Low-FODMAP | Pesco-Vegan | Gluten-Free
Serves 2 for main course
30 minutes prep time
Ingredients
- 1 cup of quinoa
- 1/2 tsp salt
- 1 red capsicum, diced
- 1 carrot, peeled and grated
- 1 cucumber, deseeded and diced
- 1/2 avocado
- 10-15 ripe, red juicy cherry tomatoes
- 1 spring onion, green parts only, finely sliced
- 1/4 cup fresh coriander, chopped
- 2 tbsp fresh mint or basil, chopped
- 3-4 limes
- 2.5 tsp fish sauce
- 1.5 tbsp olive oil
- 2 tbsp sugar
- 1/4 tsp red chilli flakes (or to taste)
Method
- To cook quinoa, add salt to one and two-thirds cup of water in a pot. Boil, then reduce heat to simmer, with lid on, for 15 minutes. Water should be absorbed and quinoa fluffy when you fork through it. Transfer to a serving bowl and put into the fridge to cool.
- To make the dressing, add the lime juice, fish sauce, olive oil, sugar and chilli flakes in a bowl. Whisk until the sugar is dissolved.

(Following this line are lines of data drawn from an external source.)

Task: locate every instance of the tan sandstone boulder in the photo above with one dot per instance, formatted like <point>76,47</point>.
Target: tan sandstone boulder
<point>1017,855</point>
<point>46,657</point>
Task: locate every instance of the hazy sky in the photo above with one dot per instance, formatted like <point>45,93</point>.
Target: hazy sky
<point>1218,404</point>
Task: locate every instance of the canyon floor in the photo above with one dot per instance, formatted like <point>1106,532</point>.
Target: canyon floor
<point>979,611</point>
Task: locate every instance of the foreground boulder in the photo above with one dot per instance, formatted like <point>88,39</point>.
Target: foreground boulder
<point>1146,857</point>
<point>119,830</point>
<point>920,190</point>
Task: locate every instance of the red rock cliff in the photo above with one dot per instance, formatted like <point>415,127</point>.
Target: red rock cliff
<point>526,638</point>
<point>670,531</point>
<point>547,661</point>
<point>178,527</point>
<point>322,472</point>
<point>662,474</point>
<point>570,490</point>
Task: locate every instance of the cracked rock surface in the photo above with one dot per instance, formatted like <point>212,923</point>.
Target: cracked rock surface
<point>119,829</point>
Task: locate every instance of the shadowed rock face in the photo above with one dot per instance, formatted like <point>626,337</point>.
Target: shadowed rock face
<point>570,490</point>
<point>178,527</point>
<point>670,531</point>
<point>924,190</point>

- When the quinoa is cooled, add the capsicum, carrot, cucumber, spring onions, fresh herbs, and dressing. Toss thoroughly. Taste test and adjust seasoning (lime juice, salt, sugar, chillies) so the corners of salty, sweet, sour and spicy are balanced. Remember that salt and sugar balance out acids, and vice versa. Add cautiously, stir well, then taste test.